Si a estos 300 folículos le sumamos que antes de los 35 años la probabilidad de quedar embarazada en cada ciclo menstrual oscila entre un 20 y un 25%. Solo entre 20 y 25 mujeres de cada 100 consiguen un embarazo en un ciclo y esta probabilidad desciende a partir de los 35 años llegando a ser solo de un 5% cuando cumplimos 40.

Por tanto, quedarse embarazada el primer mes es poco probable. ¿Puede pasar? Por supuesto. También puedes tirar un dado de 5 caras y que te salga un tres a la primera, o barajar cuatro cartas con palos distintos y que al elegir una te salga la espada a la primera. Pero no es lo más probable. Lo probable (75-80% de probabilidad) es que te salga cualquier número antes que el tres, o cualquier palo antes que la espada.

Lo que si suele pasar es que una pareja sana, en edad reproductiva tarde 12 meses en lograr un embarazo. Y durante esos 12 meses se enfrenten a un duro silencio que se vivencia como un fracaso mes a mes. El tabú que engloba este hecho provoca que los integrantes de la pareja se priven de apoyo social y familiar durante este tiempo sufriendo en silencio que no son capaces de concebir un hijo. Y la realidad es que lo que viven es lo normal, 75 parejas de cada 100 pasan por lo mismo en cada ciclo menstrual.

  1. Buscar un embarazo es estar pendiente de cuando te va a venir la regla, calcular los días fértiles, medir la temperatura basal y un largo etcétera.

Muchas veces escuchamos decir: “no lo estábamos buscando, vino solo”, “de repente me di cuenta de que hacía días que no tenía la regla” o “nosotros no pensábamos en tener hijos”.  A parte de la irresponsabilidad que supone el no tomar medidas anticonceptivas si no quieres tener niños, la confusión relacionada con el término de “búsqueda de embarazo” complica aún más las cosas para aquellas parejas que desean tener hijos. Muchos personas de nuestro entorno quieren creer que se quedaron en cinta el primer mes, pero tal vez fue así. Lo que todas estas parejas no saben es que el día en el que él dejó de usar preservativo o ella dejó de tomar la píldora o se quitó el DIU, fue el día en que empezaron a buscar. Desde ese momento se cuenta lo que tardaron en conseguirlo. Las investigaciones y artículos relacionados con este tema calculan la probabilidades de éxito desde el momento en que la pareja dejó de tomar medidas anticonceptivas. Aunque el acto de buscar que es empezar a hacer todo lo posible, como por ejemplo calcular los días fértiles o programar las relaciones sexuales, empiece meses más tarde. Una cosa es el acto de buscar según la RAE (hacer todo lo posible por encontrar algo) y otra cosa es la probabilidad de quedar embarazada una vez dejamos de usar métodos anticonceptivos.

  1. Si estás obsesionada no puedes quedarte embarazada.

Todos tenemos esa amiga que se fue de vacaciones a Honolulu y volvió preñada. Creemos que la obsesión de la búsqueda del embarazo tiene una relación directa con su éxito. Esta creencia es tremendamente culpabilizadora y cruel para la mujer.

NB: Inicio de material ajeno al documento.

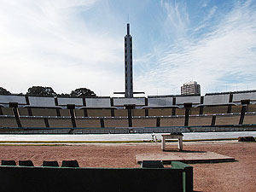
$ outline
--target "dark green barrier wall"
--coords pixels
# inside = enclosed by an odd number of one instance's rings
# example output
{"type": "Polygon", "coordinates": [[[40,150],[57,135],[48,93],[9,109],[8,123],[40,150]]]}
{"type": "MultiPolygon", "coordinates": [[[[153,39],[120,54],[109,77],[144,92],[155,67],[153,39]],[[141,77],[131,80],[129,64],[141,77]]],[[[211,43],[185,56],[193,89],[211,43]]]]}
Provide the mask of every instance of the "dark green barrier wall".
{"type": "Polygon", "coordinates": [[[0,191],[181,192],[183,190],[182,169],[0,166],[0,191]]]}

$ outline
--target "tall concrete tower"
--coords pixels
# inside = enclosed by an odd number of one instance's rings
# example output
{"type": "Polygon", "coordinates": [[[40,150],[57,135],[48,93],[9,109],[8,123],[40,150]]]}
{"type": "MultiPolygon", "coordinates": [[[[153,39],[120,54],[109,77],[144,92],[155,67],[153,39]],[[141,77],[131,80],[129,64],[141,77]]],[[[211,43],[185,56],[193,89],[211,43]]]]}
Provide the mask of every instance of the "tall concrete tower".
{"type": "Polygon", "coordinates": [[[133,97],[132,80],[132,37],[130,35],[130,24],[127,23],[127,34],[125,37],[125,97],[133,97]]]}

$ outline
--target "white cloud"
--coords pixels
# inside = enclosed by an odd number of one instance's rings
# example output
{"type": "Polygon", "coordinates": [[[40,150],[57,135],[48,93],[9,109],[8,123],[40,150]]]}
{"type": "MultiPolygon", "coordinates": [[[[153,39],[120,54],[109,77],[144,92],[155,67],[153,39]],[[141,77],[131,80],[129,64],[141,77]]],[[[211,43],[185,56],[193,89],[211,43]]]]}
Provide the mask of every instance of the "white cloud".
{"type": "MultiPolygon", "coordinates": [[[[178,7],[168,6],[175,10],[178,7]]],[[[212,9],[208,18],[216,11],[212,9]]],[[[172,15],[172,9],[167,9],[172,15]]],[[[186,38],[182,46],[177,41],[167,50],[159,50],[154,67],[137,78],[138,87],[153,95],[156,90],[160,94],[179,94],[183,83],[196,80],[203,93],[256,89],[255,4],[237,4],[218,20],[212,32],[186,38]]]]}
{"type": "Polygon", "coordinates": [[[64,93],[87,87],[102,95],[123,90],[122,74],[113,73],[123,64],[123,42],[92,30],[78,16],[97,2],[2,0],[1,86],[26,92],[47,85],[64,93]],[[113,79],[119,82],[116,88],[109,86],[113,79]]]}

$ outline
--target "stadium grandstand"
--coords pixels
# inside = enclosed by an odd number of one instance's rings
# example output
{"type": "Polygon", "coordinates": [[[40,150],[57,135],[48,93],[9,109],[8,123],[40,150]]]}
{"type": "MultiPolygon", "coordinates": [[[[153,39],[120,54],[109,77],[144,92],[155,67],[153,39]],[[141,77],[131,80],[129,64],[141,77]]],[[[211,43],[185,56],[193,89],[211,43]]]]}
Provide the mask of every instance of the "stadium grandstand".
{"type": "Polygon", "coordinates": [[[0,133],[255,131],[256,90],[205,96],[0,96],[0,133]]]}

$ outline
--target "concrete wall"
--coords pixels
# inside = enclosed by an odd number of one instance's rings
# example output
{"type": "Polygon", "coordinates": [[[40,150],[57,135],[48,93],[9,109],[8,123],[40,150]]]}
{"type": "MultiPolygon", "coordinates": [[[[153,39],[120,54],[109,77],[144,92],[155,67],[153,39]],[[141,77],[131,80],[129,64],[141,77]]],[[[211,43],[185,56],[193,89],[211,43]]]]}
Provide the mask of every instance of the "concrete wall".
{"type": "Polygon", "coordinates": [[[192,102],[193,104],[200,104],[201,96],[177,96],[176,104],[181,105],[185,102],[192,102]]]}
{"type": "Polygon", "coordinates": [[[54,108],[55,102],[54,97],[28,96],[29,103],[33,107],[54,108]]]}
{"type": "Polygon", "coordinates": [[[160,118],[160,126],[183,126],[185,118],[160,118]]]}
{"type": "Polygon", "coordinates": [[[240,115],[232,116],[217,116],[216,117],[216,125],[238,125],[240,119],[240,115]]]}
{"type": "Polygon", "coordinates": [[[18,102],[20,105],[26,105],[25,96],[0,96],[1,104],[9,104],[9,102],[18,102]]]}
{"type": "Polygon", "coordinates": [[[212,116],[189,117],[189,126],[211,125],[212,116]]]}
{"type": "Polygon", "coordinates": [[[82,98],[58,98],[58,104],[61,106],[67,106],[67,104],[73,104],[76,106],[83,106],[82,98]]]}
{"type": "Polygon", "coordinates": [[[0,118],[0,127],[17,127],[15,118],[0,118]]]}
{"type": "Polygon", "coordinates": [[[172,97],[148,98],[148,107],[172,106],[172,97]]]}
{"type": "Polygon", "coordinates": [[[101,122],[99,119],[90,119],[90,118],[77,118],[76,119],[77,127],[101,127],[101,122]]]}
{"type": "Polygon", "coordinates": [[[110,108],[110,98],[86,98],[88,108],[110,108]]]}
{"type": "Polygon", "coordinates": [[[0,166],[0,190],[192,192],[193,177],[188,179],[184,172],[187,172],[186,169],[180,167],[153,169],[0,166]],[[184,190],[183,186],[186,189],[184,190]]]}
{"type": "Polygon", "coordinates": [[[44,119],[20,118],[22,127],[45,127],[44,119]]]}
{"type": "Polygon", "coordinates": [[[205,96],[204,105],[224,105],[230,102],[230,94],[205,96]]]}
{"type": "Polygon", "coordinates": [[[145,98],[113,98],[113,106],[145,105],[145,98]]]}
{"type": "Polygon", "coordinates": [[[233,95],[233,102],[241,102],[241,100],[256,100],[256,92],[253,93],[238,93],[233,95]]]}

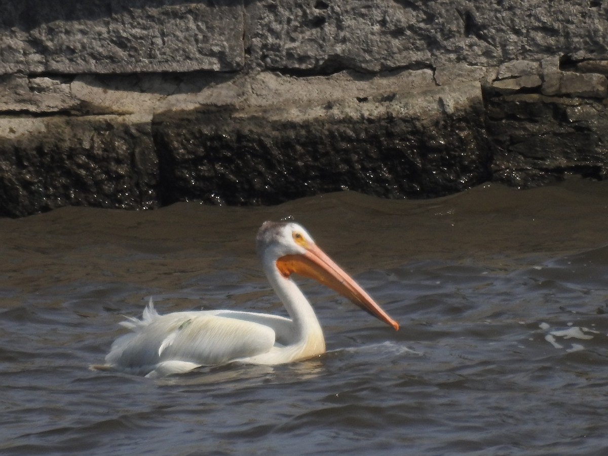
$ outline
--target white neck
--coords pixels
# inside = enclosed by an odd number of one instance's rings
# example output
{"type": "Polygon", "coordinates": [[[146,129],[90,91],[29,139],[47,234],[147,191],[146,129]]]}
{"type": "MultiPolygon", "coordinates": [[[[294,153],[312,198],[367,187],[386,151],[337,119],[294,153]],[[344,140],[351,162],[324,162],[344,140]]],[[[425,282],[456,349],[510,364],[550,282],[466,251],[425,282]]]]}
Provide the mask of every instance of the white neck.
{"type": "Polygon", "coordinates": [[[325,353],[323,330],[308,300],[295,282],[279,272],[274,261],[264,266],[268,281],[293,322],[294,339],[289,345],[301,348],[302,358],[325,353]]]}

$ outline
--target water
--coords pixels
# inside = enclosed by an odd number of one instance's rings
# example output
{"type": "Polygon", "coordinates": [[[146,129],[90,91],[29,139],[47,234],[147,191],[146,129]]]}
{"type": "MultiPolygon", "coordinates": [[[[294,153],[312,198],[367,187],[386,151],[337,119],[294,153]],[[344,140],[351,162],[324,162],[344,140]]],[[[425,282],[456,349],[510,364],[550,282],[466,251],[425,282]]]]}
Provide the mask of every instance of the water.
{"type": "Polygon", "coordinates": [[[608,185],[0,219],[0,454],[604,454],[608,185]],[[292,215],[401,325],[302,281],[328,352],[153,381],[103,362],[161,312],[280,313],[255,257],[292,215]]]}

Es imposible decirle a alguien que no piense algo y que lo consiga. Si no lo crees, por favor permíteme que te rete a intentarlo:

“Ni se te ocurra pensar por nada del mundo en esto que te voy a decir ahora mismo. Pero por favor, no lo pienses. No pienses en un bebé elefante rosa precioso. Con unas orejas grande y suaves. Ni se te ocurra pensar en este bebé elefante”.

Si has hecho la prueba, no habrás podido no pensar en ese elefante. Algo así le pasa a esa mujer que desea intensamente quedar embarazada cuando le decimos que no piense en ello porque si lo hace no va a poder quedarse embarazada. Esta creencia provoca sentimientos de culpa, fracaso e inutilidad.

En cambio, el estrés y la ansiedad si tienen una relación negativa con el embarazo. Cuando el estrés del trabajo, de la vida cotidiana o de la propia búsqueda interfiere en nuestra vida las probabilidad de quedar embarazada disminuyen. Pero hay estrategias que podemos poner en práctica o profesionales de la psicología que pueden ayudarnos a combatir la ansiedad y el estrés de forma eficaz.

  1. Si tienes relaciones sexuales todos los días (incluso dos veces al día), los espasmos del orgasmo femenino, que la mujer eleve las piernas después de tener relaciones sexuales o tener relaciones en determinada postura aumenta la probabilidad de quedar embarazada.

Nada más lejos de la realidad, estas creencias equivocadas acerca de la frecuencia, intensidad y forma de tener relaciones sexuales no correlacionan con la probabilidad de éxito en la búsqueda del embarazo. Por el contrario, tienen efectos negativos sobre la pareja que pueden repercutir en la espontaneidad de las relaciones sexuales, llegando a sentir obligatoreidad por cumplir determinados aspectos del acto sexual que no sirven absolutamente para nada.

El proceso de buscar un hijo es una etapa ilusionante que los miembros de la pareja podrían compartir con amigos y familiares, sin sufrir decepciones en silencio. Para ello, desmitificar y combatir nuestras creencias equivocadas es un pilar fundamental.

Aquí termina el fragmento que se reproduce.